How to Avoid Parser Errors for LLM-Based Applications?

Bowen Yang
10 min readMay 29, 2024

--

Prologue

As the capabilities of large language models (LLMs) continue to expand, their applications have become increasingly diverse and prevalent. If you’ve ever developed applications based on LLMs, you might have experienced frequent system crashes. These crashes often occur because LLMs fail to adhere to specified output format instructions, leading to pipeline disruptions. In this post, I will share some key insights on how to prevent such issues.
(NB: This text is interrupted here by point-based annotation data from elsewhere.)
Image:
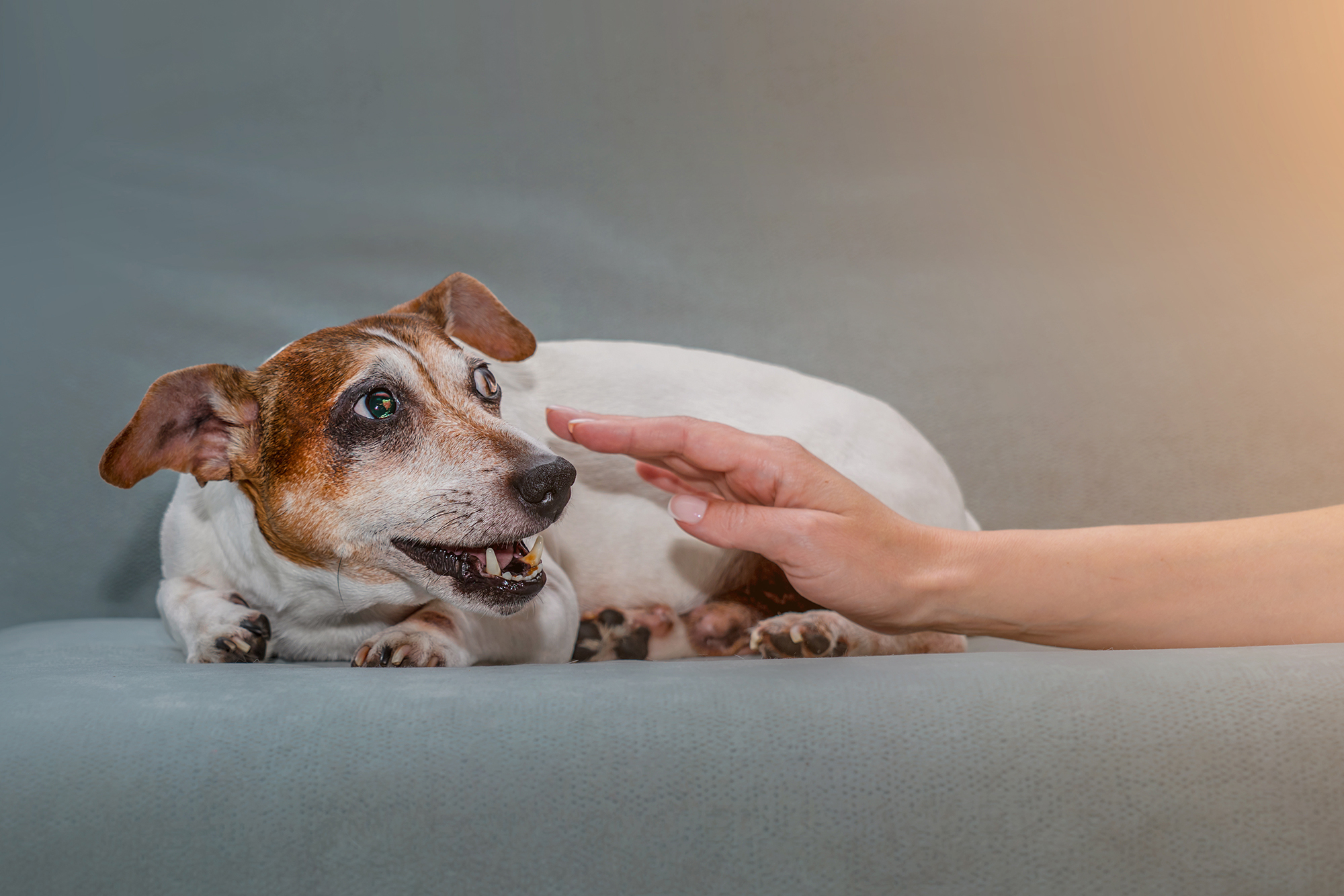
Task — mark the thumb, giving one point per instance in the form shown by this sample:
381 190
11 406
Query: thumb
773 533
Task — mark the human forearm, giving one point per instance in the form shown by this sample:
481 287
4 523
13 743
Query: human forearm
1273 580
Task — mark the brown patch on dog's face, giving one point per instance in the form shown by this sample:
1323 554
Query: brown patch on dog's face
381 431
378 449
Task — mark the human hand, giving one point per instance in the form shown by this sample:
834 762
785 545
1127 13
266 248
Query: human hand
839 546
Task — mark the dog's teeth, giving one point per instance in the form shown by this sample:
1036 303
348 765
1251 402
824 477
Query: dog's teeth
534 557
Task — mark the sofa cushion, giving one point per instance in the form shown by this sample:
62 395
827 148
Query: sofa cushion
1194 772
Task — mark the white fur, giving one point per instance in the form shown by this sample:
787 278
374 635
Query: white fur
615 546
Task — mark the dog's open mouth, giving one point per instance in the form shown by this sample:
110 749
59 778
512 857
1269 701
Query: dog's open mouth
507 570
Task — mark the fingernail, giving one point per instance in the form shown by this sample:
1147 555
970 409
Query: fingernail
687 508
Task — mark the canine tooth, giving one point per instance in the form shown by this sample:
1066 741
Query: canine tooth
534 557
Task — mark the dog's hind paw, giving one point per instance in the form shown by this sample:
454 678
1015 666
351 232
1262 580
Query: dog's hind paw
818 633
622 635
243 640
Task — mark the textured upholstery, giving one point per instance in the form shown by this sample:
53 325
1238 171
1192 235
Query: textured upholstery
1181 772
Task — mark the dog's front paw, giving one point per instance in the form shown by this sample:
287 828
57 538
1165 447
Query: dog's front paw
241 636
622 635
411 645
818 633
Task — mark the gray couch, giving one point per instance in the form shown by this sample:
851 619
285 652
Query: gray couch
1091 251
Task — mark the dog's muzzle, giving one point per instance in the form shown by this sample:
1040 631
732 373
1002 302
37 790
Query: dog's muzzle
545 490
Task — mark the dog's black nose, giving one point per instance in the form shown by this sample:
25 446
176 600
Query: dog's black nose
546 488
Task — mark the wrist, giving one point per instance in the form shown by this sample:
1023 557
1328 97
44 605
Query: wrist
932 574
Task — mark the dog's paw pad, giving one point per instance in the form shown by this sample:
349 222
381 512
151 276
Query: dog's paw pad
241 643
620 635
800 635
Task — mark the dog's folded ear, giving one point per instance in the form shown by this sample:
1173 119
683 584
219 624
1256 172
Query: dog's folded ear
187 422
470 312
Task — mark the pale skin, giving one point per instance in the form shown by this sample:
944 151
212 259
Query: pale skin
1271 580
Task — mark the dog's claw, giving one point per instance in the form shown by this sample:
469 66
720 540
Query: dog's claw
798 635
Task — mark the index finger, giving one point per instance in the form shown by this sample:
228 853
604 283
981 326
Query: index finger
759 468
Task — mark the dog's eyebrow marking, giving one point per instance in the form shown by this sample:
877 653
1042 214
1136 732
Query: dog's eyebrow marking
385 335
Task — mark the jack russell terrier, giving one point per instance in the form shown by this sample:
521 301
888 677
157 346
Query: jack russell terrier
378 492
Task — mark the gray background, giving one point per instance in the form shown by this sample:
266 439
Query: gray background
1092 251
Typical Parser Error Caused By LLM MisFormating

In this post, you will learn about:
1. Why do parser errors occur?
2. How can you avoid parser errors?
3. An easy example of how to create a simple crashless LLM application

Most Common Reason For LLM System Crashes

From what I’ve seen, the most common reason an LLM system crashes is parser error.

When developing applications with LLMs, just like with traditional machine learning models, we basically treat the LLM as a black box. You give it some prompts, and it spits out text that you use for your app. Because LLMs always output text, you often need to build string parsers to really make use of that text. You’d have to tell the LLM exactly how you want the information to come out, and then you’d need to create a parser to break down that block of text into usable pieces.

Take an example where you want the LLM to pull out info from someone’s LinkedIn page — like their name, education, and job history. You will need to first instruct the LLM to output that info in a specific format. In this case, you can tell LLM to follow the following JSON format:

{"name":<name>, "education":<education>, "job history":<job history>}

and then create a JSON parser that reads in output from LLM and parses those into dictionaries.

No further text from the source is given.